Stakeholder challenges Applebee’s compensation policies

GREENWICH Conn. Breeden Partners LP, a hedge fund that holds a 5-percent stake in Applebee’s International Inc., criticized the restaurant company’s compensation practices, alleging that such practices as executives’ liberal use of the corporate jet was part of a “broader set of problems at the top of the company,” according to a letter from Breeden to Applebee’s filed with regulators late Friday.

Breeden, based here, said Applebee’s compensation structure is not truly linked to performance and is set up to allow personal use of the company plane, as exemplified by trips on the craft by former chief executive Lloyd Hill to and from a beach house in Galveston, Texas, according to the filing. Breeden said the jet had flown into Galveston 29 times between April 2006 and January 2007, yet the Applebee’s nearest to the city is 40 miles away.

Applebee’s could not be reached for comment by press time.

On Jan. 25, Breeden’s founder, Richard Breeden, a former U.S. Securities and Exchange Commission chair, sent a letter to Applebee’s compensation committee chair, Douglas R. Conant, the chief executive of Campbell Soup Co.
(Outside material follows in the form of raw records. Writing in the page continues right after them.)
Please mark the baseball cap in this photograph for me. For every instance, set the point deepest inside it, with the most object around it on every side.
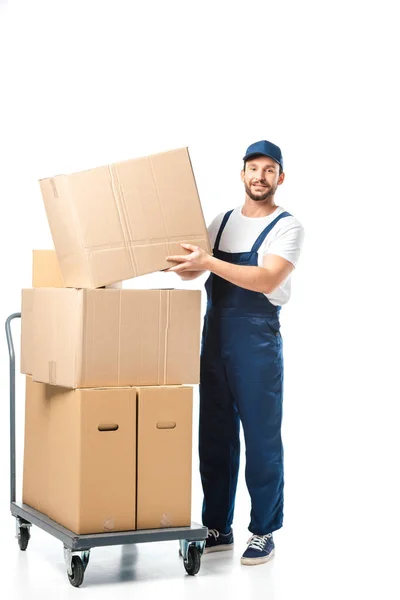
(264, 148)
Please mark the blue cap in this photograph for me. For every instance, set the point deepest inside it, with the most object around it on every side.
(264, 148)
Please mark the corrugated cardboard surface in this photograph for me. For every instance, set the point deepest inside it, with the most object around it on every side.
(96, 338)
(26, 357)
(45, 269)
(121, 220)
(98, 460)
(164, 457)
(80, 456)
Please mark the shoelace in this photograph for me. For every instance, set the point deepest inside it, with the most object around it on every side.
(258, 541)
(213, 532)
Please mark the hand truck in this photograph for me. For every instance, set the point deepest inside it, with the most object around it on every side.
(77, 547)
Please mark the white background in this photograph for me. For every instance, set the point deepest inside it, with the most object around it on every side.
(86, 83)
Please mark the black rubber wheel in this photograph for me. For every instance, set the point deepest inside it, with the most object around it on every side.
(192, 564)
(78, 571)
(23, 538)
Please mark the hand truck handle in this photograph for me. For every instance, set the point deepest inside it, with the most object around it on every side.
(12, 403)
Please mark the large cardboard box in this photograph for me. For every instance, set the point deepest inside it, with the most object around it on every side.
(164, 456)
(80, 456)
(121, 220)
(46, 271)
(101, 460)
(27, 348)
(100, 338)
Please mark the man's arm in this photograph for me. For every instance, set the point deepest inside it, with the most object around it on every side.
(189, 275)
(263, 279)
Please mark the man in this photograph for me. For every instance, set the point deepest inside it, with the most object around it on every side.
(255, 249)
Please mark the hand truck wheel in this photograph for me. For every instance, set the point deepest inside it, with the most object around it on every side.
(78, 571)
(193, 561)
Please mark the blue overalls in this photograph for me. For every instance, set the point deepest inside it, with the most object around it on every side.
(241, 380)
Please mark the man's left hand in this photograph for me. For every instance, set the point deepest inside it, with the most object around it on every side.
(197, 260)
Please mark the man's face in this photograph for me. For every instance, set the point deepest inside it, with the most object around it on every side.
(261, 178)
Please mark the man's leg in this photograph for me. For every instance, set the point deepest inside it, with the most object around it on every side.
(257, 387)
(219, 445)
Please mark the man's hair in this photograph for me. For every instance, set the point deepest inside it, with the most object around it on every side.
(244, 166)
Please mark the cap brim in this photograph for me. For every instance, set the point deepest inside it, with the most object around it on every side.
(254, 154)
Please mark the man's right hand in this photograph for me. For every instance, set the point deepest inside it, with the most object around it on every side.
(188, 275)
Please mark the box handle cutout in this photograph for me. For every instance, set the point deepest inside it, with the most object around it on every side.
(166, 425)
(108, 427)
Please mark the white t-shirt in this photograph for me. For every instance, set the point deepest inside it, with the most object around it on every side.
(285, 239)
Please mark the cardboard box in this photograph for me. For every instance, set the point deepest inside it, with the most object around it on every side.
(164, 466)
(26, 354)
(80, 456)
(46, 271)
(101, 460)
(98, 338)
(119, 221)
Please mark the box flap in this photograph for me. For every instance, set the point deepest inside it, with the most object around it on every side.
(57, 336)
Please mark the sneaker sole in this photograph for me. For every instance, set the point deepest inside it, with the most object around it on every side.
(257, 561)
(218, 548)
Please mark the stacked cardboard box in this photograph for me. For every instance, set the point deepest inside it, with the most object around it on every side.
(108, 424)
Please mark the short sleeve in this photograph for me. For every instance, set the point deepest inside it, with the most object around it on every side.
(287, 243)
(213, 228)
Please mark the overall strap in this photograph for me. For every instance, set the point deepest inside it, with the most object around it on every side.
(221, 228)
(265, 232)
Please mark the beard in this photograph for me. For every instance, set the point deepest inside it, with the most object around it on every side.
(261, 196)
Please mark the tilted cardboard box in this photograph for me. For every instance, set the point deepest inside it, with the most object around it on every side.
(46, 271)
(96, 338)
(102, 460)
(119, 221)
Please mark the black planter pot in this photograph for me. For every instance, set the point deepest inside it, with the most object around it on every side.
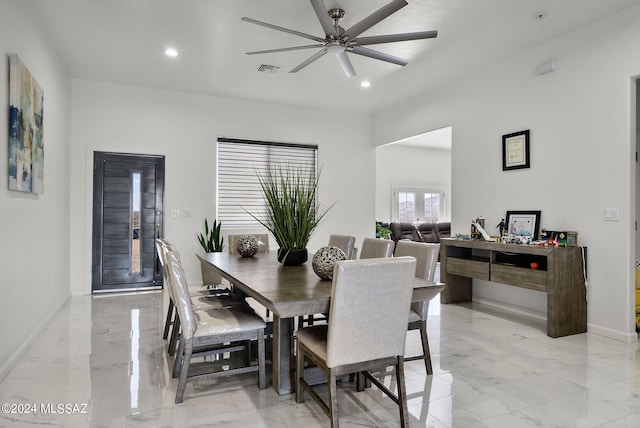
(294, 257)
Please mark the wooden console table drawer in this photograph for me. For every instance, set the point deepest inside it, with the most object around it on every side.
(470, 268)
(519, 277)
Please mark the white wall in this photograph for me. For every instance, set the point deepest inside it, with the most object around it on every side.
(581, 118)
(410, 166)
(184, 128)
(34, 229)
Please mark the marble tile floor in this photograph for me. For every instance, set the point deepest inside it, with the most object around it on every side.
(101, 362)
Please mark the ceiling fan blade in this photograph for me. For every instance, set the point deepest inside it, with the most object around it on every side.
(309, 60)
(343, 59)
(373, 19)
(390, 38)
(293, 48)
(323, 17)
(377, 55)
(286, 30)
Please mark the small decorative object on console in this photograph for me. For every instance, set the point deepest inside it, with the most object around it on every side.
(247, 245)
(324, 259)
(562, 239)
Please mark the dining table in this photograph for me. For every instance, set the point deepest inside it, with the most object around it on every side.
(288, 292)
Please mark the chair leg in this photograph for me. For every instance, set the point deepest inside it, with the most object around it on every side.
(184, 371)
(402, 394)
(177, 365)
(175, 334)
(299, 374)
(169, 320)
(425, 347)
(333, 398)
(262, 378)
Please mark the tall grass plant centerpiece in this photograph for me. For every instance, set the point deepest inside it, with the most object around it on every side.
(291, 211)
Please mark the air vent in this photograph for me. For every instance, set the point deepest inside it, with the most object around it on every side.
(265, 68)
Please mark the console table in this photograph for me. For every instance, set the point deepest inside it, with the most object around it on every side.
(558, 271)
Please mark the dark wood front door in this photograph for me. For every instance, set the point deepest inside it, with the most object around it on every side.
(127, 217)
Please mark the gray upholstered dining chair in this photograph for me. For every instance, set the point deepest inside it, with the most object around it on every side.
(367, 326)
(374, 248)
(202, 299)
(345, 242)
(207, 332)
(426, 256)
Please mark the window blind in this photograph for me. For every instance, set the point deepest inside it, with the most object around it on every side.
(240, 162)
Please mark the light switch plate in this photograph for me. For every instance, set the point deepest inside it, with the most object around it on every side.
(611, 214)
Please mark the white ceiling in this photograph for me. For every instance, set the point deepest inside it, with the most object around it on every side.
(124, 41)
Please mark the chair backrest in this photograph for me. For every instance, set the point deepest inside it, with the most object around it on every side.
(426, 256)
(263, 242)
(345, 242)
(162, 247)
(376, 248)
(427, 232)
(403, 230)
(182, 300)
(369, 309)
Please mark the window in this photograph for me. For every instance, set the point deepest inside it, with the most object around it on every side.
(418, 205)
(240, 162)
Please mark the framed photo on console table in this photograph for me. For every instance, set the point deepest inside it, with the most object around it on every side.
(515, 150)
(523, 223)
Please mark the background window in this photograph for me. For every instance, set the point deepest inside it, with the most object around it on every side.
(239, 162)
(418, 205)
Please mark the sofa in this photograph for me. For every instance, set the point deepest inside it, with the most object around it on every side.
(423, 232)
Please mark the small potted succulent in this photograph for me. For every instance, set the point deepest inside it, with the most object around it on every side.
(212, 242)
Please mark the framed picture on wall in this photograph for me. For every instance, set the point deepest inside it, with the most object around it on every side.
(515, 150)
(523, 223)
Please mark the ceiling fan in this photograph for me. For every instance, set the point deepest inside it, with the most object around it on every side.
(339, 41)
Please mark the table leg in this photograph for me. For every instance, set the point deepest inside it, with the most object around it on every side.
(282, 355)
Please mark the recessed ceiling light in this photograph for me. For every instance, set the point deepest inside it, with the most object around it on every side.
(540, 15)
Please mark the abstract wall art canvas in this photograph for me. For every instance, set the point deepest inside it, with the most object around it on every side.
(26, 145)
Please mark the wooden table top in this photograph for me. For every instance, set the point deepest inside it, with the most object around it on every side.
(288, 291)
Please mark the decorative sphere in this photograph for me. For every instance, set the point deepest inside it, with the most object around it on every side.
(247, 245)
(324, 259)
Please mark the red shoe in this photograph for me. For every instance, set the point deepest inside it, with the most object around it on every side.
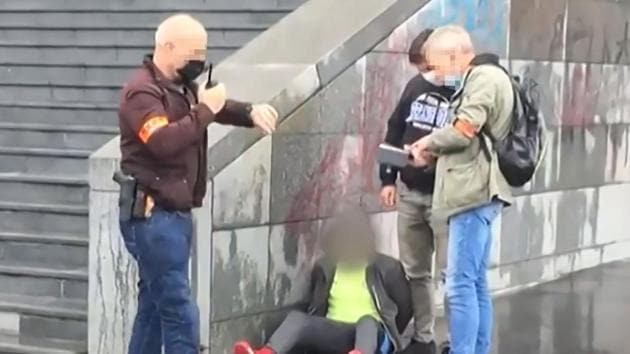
(245, 348)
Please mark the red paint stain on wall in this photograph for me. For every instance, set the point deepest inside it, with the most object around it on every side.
(581, 96)
(348, 163)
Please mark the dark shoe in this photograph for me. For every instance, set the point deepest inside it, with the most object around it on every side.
(416, 347)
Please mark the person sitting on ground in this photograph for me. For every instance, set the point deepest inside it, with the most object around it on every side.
(360, 301)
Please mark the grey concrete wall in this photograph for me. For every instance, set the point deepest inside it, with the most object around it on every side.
(269, 196)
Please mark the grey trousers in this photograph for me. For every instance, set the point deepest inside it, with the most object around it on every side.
(418, 239)
(321, 335)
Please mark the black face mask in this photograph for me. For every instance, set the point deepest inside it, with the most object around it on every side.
(189, 72)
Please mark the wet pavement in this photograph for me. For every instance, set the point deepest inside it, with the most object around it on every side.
(586, 313)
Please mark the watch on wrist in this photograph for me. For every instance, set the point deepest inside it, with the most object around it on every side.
(249, 108)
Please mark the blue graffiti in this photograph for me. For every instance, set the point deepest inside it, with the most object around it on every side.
(486, 20)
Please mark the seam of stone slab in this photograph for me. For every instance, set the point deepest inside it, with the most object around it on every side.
(577, 188)
(50, 310)
(347, 62)
(64, 209)
(558, 254)
(39, 272)
(68, 240)
(43, 127)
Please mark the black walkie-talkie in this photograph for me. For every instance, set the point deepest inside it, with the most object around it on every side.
(210, 84)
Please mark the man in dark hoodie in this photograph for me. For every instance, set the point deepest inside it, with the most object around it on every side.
(423, 108)
(359, 300)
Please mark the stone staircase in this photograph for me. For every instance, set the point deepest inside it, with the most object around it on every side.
(61, 66)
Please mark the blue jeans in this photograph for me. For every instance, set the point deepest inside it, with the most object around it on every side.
(470, 306)
(167, 314)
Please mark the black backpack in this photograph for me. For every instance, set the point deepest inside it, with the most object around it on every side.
(522, 150)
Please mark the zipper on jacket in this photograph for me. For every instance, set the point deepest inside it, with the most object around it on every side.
(377, 303)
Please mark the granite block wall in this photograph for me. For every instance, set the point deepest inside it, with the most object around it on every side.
(570, 218)
(258, 233)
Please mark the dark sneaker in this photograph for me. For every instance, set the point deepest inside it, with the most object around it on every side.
(445, 348)
(420, 348)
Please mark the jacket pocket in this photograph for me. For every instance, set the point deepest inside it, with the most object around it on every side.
(467, 183)
(172, 193)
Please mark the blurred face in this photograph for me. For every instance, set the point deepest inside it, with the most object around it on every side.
(351, 241)
(449, 63)
(187, 57)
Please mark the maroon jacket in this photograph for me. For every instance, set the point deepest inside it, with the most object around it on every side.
(164, 139)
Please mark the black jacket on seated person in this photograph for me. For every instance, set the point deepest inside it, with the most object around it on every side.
(388, 286)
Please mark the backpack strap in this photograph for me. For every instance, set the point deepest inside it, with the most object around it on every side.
(484, 146)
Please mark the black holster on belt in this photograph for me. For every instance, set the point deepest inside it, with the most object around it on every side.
(131, 199)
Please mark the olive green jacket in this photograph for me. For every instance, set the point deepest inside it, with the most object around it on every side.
(465, 179)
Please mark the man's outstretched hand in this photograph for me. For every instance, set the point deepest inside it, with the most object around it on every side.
(264, 117)
(388, 196)
(421, 157)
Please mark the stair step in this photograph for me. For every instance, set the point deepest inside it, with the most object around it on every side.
(45, 271)
(14, 188)
(45, 208)
(54, 136)
(95, 55)
(111, 37)
(17, 91)
(71, 240)
(42, 281)
(65, 75)
(49, 19)
(51, 162)
(56, 128)
(16, 344)
(49, 256)
(62, 113)
(44, 306)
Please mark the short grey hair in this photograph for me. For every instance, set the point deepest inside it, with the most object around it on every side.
(451, 37)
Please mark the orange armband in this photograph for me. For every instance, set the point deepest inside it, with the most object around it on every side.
(150, 126)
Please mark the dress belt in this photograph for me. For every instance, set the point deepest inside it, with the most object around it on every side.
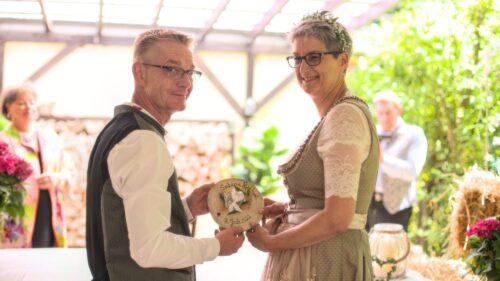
(298, 216)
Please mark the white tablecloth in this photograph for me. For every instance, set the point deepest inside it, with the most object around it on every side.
(71, 265)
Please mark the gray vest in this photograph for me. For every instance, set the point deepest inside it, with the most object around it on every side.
(107, 237)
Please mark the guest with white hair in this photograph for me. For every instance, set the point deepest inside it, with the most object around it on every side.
(402, 157)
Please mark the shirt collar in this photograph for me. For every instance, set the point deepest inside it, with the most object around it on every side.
(138, 107)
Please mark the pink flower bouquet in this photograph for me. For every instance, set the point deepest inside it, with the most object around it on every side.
(484, 241)
(13, 171)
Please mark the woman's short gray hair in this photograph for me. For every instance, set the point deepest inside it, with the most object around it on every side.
(10, 95)
(323, 26)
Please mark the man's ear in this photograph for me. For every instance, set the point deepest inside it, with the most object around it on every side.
(138, 72)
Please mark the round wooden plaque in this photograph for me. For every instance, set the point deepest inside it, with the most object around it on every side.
(235, 202)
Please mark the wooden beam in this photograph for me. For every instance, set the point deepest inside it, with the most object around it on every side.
(2, 63)
(47, 23)
(209, 25)
(21, 36)
(159, 7)
(218, 85)
(100, 21)
(68, 49)
(330, 5)
(25, 25)
(249, 107)
(266, 19)
(371, 13)
(274, 92)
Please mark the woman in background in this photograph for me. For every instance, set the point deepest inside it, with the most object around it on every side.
(43, 223)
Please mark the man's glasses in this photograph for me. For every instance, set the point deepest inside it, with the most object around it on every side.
(312, 59)
(177, 72)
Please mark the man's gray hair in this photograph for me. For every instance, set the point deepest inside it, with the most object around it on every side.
(388, 96)
(147, 39)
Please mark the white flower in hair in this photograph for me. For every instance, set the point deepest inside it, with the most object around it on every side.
(232, 200)
(345, 42)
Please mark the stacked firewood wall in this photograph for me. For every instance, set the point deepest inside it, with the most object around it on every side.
(201, 151)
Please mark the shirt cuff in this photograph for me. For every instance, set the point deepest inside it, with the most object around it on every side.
(190, 217)
(213, 248)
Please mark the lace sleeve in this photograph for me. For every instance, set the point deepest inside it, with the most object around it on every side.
(343, 144)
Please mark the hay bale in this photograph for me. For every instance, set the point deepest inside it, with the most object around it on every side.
(478, 197)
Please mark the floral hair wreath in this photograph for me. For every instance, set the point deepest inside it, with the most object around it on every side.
(345, 42)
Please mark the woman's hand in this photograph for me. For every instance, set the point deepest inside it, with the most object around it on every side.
(260, 238)
(272, 208)
(46, 182)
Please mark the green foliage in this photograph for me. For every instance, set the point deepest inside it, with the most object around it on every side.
(254, 159)
(3, 122)
(441, 57)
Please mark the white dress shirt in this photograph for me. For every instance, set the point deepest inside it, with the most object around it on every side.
(140, 167)
(410, 138)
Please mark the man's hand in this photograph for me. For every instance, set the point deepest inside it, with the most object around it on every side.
(197, 200)
(272, 208)
(260, 238)
(230, 240)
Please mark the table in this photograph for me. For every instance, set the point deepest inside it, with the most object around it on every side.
(56, 264)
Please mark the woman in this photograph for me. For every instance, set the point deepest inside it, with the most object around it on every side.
(330, 179)
(43, 224)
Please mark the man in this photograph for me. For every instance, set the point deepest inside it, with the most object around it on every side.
(137, 224)
(402, 157)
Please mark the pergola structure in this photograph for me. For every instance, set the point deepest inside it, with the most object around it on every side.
(251, 26)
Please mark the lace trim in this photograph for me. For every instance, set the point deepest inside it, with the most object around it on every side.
(290, 165)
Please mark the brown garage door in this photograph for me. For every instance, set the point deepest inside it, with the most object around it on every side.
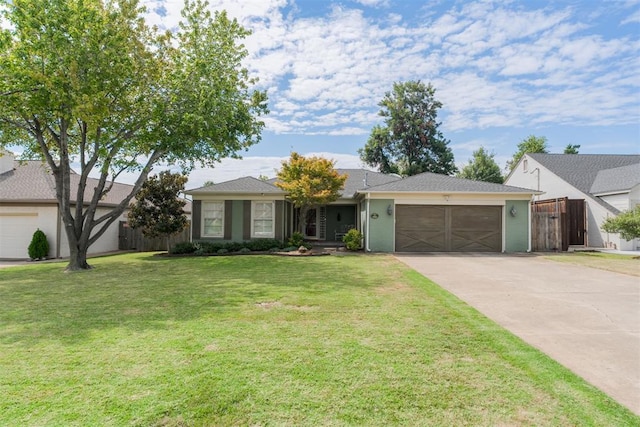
(448, 228)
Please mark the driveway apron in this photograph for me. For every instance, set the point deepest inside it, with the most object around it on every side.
(586, 319)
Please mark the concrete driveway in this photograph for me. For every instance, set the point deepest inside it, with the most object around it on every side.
(586, 319)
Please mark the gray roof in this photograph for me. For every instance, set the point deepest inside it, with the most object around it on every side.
(437, 183)
(581, 170)
(244, 185)
(32, 181)
(623, 178)
(361, 179)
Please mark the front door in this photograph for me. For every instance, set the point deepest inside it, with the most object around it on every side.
(311, 224)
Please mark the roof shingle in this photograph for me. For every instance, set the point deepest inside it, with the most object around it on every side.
(437, 183)
(581, 170)
(244, 185)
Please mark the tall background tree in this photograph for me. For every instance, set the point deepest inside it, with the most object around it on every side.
(482, 167)
(159, 210)
(89, 82)
(531, 144)
(409, 142)
(309, 181)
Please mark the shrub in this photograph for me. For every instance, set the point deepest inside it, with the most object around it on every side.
(262, 245)
(296, 239)
(234, 246)
(183, 248)
(39, 247)
(353, 240)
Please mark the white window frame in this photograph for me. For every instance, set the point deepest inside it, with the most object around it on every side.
(204, 218)
(254, 234)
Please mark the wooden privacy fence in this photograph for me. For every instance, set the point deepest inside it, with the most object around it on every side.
(556, 224)
(132, 239)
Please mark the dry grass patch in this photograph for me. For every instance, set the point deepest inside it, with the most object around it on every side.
(625, 264)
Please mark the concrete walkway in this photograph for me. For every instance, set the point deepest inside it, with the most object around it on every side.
(586, 319)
The letter said Applebee’s compensation structure should be changed to “eliminate unnecessary expense and unhealthy practices,” especially during a time of “abysmal” financial performance.

The hedge fund suggested an immediate ban to personal use of corporate aircraft and a moratorium on any incentive compensation for senior executives.

Breeden said in December it would nominate four members to Applebee’s board of directors in an effort to turnaround the casual-dining giant that has posted slowed sales and below-par shareholder returns for the past three years.

Applebee’s operates or franchises more than 1,900 namesake restaurants.